4. Data processing arrangements
Retailers will use a number of suppliers and those handling personal data will be processing that data on behalf of their retailer client. For example, delivery or logistics providers delivering to customers as well as marketing agencies will be data processors. The existing requirement to have a written processing agreement in place with all data processors continues under the GDPR, but there are more prescriptive requirements as to the content of those agreements. In addition, as data processors have their own direct obligations under GDPR for the first time, it’s likely that data processing agreements may be more negotiated than in the past.
Existing arrangements with all processors should be reviewed and updated where necessary. Processing agreements will need to detail the security measures required as well as set out obligations on the processor to assist the retailer in the event of a data breach and/or any request by a data subject to exercise their rights to access or the new right to data portability.
Although most agreements with suppliers will be data processing agreements, retailers may also share data with third parties who are also data controllers. For example, rewards under a loyalty programme might involve a customer’s data being shared with the applicable “reward” provider. Such an arrangement is more likely to be a data sharing, and not processing arrangement. That doesn’t avoid the need for an agreement to be in place but the requirements differ and the ICO’s Code of Data Sharing should be considered too.
5. Cross border data flows
Identifying international flows of customer and/or employee data, whether internally within the retailer’s group of companies or with third party suppliers, is an essential part of preparing for GDPR compliance. Retailers operating stores or online sales cross-border should already be complying with the rules on international data transfers under current law which remain similar under GDPR, although recent development such as the EU-US Privacy Shield and challenges to EU approved Model Clauses means they will need to
keep an eye on these relationships particularly as the UK withdraws from the rest of the EU.

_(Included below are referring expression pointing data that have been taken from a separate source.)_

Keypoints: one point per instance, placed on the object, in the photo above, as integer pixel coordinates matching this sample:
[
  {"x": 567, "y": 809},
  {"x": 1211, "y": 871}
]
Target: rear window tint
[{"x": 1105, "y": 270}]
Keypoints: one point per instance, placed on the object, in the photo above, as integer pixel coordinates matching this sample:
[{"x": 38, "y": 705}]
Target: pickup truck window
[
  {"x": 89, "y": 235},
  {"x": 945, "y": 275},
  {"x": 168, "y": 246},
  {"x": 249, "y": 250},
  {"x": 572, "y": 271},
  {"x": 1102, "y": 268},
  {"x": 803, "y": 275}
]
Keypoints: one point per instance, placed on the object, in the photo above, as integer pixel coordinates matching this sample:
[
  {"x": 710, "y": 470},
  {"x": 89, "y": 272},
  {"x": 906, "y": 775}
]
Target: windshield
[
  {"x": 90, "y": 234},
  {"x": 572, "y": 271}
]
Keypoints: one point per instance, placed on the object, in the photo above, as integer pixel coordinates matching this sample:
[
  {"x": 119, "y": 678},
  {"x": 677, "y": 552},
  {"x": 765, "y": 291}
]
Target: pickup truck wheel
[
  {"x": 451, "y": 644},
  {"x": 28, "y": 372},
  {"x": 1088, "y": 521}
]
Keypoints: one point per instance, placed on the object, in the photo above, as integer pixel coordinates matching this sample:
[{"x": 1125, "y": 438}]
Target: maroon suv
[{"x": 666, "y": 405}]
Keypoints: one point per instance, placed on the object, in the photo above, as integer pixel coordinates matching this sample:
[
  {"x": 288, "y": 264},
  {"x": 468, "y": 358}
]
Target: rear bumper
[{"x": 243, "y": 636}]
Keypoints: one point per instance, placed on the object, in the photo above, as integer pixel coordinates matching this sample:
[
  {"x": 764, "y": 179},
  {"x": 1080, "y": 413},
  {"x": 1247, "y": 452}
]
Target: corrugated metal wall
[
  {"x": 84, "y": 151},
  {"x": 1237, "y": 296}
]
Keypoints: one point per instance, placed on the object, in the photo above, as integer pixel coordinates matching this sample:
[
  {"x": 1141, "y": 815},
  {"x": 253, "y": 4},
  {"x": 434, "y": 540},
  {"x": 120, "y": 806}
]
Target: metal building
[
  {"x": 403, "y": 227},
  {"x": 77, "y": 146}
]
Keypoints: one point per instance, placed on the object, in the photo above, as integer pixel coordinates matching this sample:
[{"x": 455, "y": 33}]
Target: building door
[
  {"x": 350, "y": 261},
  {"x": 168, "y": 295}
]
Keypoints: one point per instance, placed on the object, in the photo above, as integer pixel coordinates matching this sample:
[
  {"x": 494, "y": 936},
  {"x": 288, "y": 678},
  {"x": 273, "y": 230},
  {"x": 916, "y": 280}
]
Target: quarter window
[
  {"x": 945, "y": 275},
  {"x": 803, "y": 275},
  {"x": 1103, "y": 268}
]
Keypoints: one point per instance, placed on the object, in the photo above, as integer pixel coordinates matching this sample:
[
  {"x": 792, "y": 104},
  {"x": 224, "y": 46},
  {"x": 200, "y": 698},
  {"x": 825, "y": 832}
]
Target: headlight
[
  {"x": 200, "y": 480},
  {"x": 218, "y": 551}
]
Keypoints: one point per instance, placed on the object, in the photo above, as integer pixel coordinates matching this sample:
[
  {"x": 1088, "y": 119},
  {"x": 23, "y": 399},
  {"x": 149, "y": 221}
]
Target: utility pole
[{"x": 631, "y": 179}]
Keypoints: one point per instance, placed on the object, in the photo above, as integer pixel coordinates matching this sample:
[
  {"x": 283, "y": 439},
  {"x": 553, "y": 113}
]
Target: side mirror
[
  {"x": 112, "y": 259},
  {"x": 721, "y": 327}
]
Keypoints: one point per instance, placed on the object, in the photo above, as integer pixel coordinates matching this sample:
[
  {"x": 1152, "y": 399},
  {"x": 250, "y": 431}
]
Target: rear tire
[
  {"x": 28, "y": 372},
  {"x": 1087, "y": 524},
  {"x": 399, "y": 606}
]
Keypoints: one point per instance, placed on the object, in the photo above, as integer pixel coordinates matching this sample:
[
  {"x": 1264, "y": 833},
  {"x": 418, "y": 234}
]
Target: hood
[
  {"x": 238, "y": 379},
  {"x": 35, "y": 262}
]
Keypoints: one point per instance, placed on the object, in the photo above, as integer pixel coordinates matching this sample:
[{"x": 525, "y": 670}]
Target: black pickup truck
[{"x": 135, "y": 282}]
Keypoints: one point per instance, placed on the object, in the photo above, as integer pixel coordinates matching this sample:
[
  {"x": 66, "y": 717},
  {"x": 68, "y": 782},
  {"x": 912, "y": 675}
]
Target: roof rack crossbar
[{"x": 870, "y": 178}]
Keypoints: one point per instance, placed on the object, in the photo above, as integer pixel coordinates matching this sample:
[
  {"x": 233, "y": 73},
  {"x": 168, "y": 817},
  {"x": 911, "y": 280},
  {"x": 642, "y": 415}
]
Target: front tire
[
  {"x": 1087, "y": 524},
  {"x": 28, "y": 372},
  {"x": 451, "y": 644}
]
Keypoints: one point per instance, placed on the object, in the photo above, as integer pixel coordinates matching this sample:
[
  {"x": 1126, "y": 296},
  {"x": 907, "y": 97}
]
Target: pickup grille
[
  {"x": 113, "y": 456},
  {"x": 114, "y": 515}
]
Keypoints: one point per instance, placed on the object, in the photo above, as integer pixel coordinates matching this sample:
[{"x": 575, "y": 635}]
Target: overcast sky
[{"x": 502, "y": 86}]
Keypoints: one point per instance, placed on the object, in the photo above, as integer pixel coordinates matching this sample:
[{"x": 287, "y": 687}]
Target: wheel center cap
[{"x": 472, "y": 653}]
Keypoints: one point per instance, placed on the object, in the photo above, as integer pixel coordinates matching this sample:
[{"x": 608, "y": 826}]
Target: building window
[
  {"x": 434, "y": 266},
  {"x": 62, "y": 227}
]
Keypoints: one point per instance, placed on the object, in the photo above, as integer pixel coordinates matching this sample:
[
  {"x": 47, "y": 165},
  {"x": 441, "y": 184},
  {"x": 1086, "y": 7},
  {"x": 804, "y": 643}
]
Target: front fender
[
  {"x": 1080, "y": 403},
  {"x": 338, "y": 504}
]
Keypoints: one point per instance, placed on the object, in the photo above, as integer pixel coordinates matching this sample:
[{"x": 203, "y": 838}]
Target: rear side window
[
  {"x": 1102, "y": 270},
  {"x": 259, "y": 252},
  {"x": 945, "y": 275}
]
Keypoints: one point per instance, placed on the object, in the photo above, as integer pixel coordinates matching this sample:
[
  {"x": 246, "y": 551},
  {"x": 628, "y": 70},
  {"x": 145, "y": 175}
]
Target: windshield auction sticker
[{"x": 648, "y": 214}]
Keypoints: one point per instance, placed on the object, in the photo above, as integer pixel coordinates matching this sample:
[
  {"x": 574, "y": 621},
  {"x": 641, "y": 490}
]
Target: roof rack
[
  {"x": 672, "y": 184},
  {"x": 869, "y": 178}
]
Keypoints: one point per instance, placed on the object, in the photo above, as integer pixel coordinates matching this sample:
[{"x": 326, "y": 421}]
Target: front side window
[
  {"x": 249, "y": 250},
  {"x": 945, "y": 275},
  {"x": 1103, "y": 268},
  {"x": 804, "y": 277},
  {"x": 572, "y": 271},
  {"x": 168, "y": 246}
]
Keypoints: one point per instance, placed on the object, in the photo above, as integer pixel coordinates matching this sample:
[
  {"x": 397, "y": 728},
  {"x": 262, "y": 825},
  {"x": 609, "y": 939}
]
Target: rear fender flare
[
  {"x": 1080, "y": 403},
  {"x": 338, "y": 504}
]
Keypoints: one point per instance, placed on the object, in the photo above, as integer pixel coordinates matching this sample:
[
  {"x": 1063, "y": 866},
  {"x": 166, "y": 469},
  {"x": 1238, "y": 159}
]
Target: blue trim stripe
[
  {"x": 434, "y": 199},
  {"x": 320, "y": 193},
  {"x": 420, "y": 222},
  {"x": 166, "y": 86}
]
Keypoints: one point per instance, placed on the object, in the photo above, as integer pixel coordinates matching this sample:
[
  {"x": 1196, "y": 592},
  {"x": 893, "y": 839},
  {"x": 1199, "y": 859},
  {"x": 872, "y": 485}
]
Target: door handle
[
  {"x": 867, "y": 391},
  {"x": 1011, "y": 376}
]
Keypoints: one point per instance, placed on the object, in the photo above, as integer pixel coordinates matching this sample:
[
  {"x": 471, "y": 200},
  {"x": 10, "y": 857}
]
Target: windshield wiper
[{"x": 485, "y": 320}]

In addition, the GDPR introduces a new concept of the “lead regulatory authority” who will deal with complaints and sanctions where a retailer is processing data across EU-borders. A retailer’s lead regulator will be the country where the controller or processor has its main establishment and this can vary depending on the type of data
involved (for example one group of companies might centralise its marketing function in the UK, but run all its supply and procurement relationships from France).
Why does it matter?
Although much of the GDPR codifies existing guidance from the EU regulators, the changes being introduced are intended to introduce a new mindset and culture shift in relation to the use of data. While regulators will still have the ability to discuss issues with organisations and individuals and ask for undertakings or commitments, the financial penalties of non-compliance are exponentially increasing up to a maximum of the greater of 4% of global turnover and Euros 20 Million this level of fines is necessarily drawing the attention of the board room to data protection compliance.
For retailers, a particular challenge of GDPR is to ensure that essential customer relationship management is not affected by the more prescriptive changes required under GDPR and that customer trust is maintained at all times.